And so it was that Barney found himself downtown at the Golden Terrace, drinking and watching the naked girls dance. This was like a time machine for him, a reverie on his youth, for he would never touch a woman again. He was done, off the market. He was married to a nice Mexican girl who changed her dresses with every purchase. It would be wrong to say he was in love with her, but rather that Tequila was simply the girl with the taste to tease him and the soft touch to plug up the hole in his soul. It was also untrue that he was a good husband—even to Tequila—as he often cheated on her with a fine Russian lunch date and the occasional Irish girl…

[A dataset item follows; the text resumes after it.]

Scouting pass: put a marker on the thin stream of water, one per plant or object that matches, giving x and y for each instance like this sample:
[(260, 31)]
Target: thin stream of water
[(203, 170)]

The barmaid—past her prime, getting heavy and fading, and therefore inestimably attractive to Barney, who was geometrically all of those things—placed her hand on the back of his. “You want another, Sweetie?”
Barney nodded ‘yes,’ and she smiled in a worried fashion, because she seemed to care, and poured him another.
“Hey, Sweetie, you’ve been coming in here for two years now, and I still don’t know your name. You just smile—but not today. You’re obviously a cop. But I don’t know a thing about you, never even heard your voice. What gives?”
Shit, now I’ll have to find another spot. If I start talking it’s all over. Say something.
He said, as smoothly as he could manage, “I like to hear you say Sweetie, Helen. I’m good.”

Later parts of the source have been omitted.